Robertson labeled him a "terrific danger" to the United States who was using his nation's oil wealth as a "launching pad for Communist infiltration and Muslim extremism."

The founder of the Christian Broadcasting Network is author of a book on the Ten Commandments.  How could he possibly rationalize his public call for assassinating the head of a nation - with those simple words, "Thou shalt not kill?"

In Hebrew, the word for "kill" in the Commandment means "no taking of human life outside the process of law," says Robert Shenck, President of the National Clergy Council. That definition allows for capital punishment, killing in a war or in self defense - but not tyrannicide by Christians except in extreme situations. Dietrich Bonhoeffer, a Christian theologian, did try to kill Hitler. But Hugo Chavez is no Hitler.

Schenck, a conservative and a frequent guest of "The 700 Club," labeled Robertson's comments "reckless" and asked him "to immediately apologize."

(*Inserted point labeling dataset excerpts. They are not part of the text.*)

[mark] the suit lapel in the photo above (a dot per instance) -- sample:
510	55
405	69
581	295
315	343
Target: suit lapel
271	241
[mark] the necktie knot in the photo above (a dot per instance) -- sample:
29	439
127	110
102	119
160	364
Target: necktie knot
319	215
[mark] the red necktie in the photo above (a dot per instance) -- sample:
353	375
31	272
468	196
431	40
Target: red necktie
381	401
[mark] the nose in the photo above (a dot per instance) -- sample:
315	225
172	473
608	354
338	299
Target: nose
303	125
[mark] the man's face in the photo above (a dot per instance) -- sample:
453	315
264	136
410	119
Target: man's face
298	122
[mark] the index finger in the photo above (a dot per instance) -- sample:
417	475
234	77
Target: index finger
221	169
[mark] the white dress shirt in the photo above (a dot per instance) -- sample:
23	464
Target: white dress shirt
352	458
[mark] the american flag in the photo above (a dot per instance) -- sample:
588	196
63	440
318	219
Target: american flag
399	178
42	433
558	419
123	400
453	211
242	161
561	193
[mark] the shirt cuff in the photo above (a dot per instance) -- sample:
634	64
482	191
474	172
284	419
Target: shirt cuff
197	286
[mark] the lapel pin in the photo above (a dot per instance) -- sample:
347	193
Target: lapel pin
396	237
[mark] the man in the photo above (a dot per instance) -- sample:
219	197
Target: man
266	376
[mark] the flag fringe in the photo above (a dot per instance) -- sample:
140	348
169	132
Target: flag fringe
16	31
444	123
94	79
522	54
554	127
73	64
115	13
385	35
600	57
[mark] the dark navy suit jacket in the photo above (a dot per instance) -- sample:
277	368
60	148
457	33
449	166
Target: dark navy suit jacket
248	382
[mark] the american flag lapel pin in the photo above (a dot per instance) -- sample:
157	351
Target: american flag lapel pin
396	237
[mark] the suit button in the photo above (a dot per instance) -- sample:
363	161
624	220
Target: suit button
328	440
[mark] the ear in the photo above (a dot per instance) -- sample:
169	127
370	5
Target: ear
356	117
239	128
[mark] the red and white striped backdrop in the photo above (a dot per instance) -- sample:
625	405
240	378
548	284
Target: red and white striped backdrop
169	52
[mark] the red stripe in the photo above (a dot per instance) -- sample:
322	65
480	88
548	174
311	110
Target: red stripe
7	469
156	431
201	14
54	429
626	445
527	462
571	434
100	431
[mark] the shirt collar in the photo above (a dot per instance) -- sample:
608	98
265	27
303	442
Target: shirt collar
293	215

On Wednesday's show, Robertson inexplicably asserted, "Wait a minute. I didn't say `assassination.' I said our Special Forces should `take him out,' and take him out can be a number of things, including kidnapping." Cable TV ran his Monday calls for assassination next to his absurd denial. Belatedly, Robertson issued a written apology.

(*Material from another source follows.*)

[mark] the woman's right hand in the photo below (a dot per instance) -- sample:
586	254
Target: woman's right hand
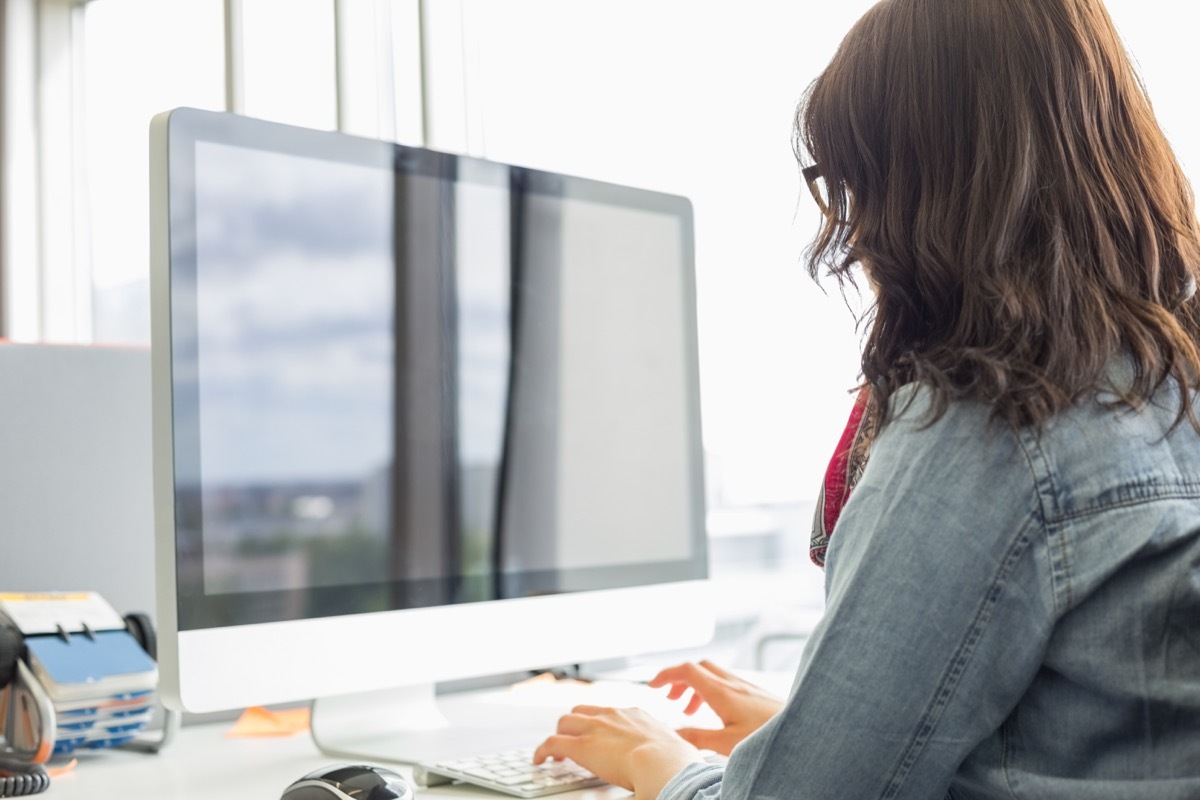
742	707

Richard Cizik, Vice President of the National Association of Evangelicals, charged Robertson "is mistaken on a number of counts – theologically, Biblically and politically...He brings disrepute to Christian believers and to the Gospel. Missionaries are expressing fearfulness.

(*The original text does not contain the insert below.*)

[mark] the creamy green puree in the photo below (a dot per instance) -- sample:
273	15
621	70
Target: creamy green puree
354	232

"On a very practical, political level, the assassination of a foreign leader is both unwise and counterproductive.  Examine the history of American efforts do such things in the Dominican Republic, the Congo, Cuba, Vietnam and Chile. The consequences are often worse than what was prevailing. Pinochet in Chile was a worse dictator than Allende."

Indeed, the U.S. made eight attempts on Castro's life. This history led to Senate hearings which prompted the President Ford to sign a law prohibiting assassinations of foreign leaders. Asked about Robertson, Defense Secretary Rumsfeld replied, "Certainly it's against the law. Our department does not do that type of thing."

I've regarded Robertson as irresponsible for two decades.  In 1986 I asked him why he was running for President. He replied, "Because America needs a Christian in the White House."

I responded, "Jack Kemp, another presidential contender, is a Christian."

Robertson charged, "Yes, but his daughter has had an abortion."  That was a lie, and even if  true, did not disqualify Kemp.

I grew suspicious and wondered who was financing his campaign. The tax returns of all non-profit organizations are open to public scrutiny. I studied Christian Broadcasting Network's returns, where I saw $8.5 million of donations from small donors was contributed to Operation Blessing to help the poor.

However, Operation Blessing diverted that $8.5 million to The Freedom Council, Robertson's personal, political campaign which paid 100 staffers running his race for the White House.  

This was flatly illegal.

My columns on these facts tarnished his "Mr. Christian" image and were published in six Michigan papers just before a crucial primary there where polls showed him ahead of George Bush I. Robertson lost to Bush, and never regained traction. In fact, CBN lost its tax exempt status until Robertson paid a stiff fine.

It is time for this deceitful, exhausting volcano to move off the public stage. He'll never do so on his own.

The ABC Family Channel which airs CBN might have other ideas.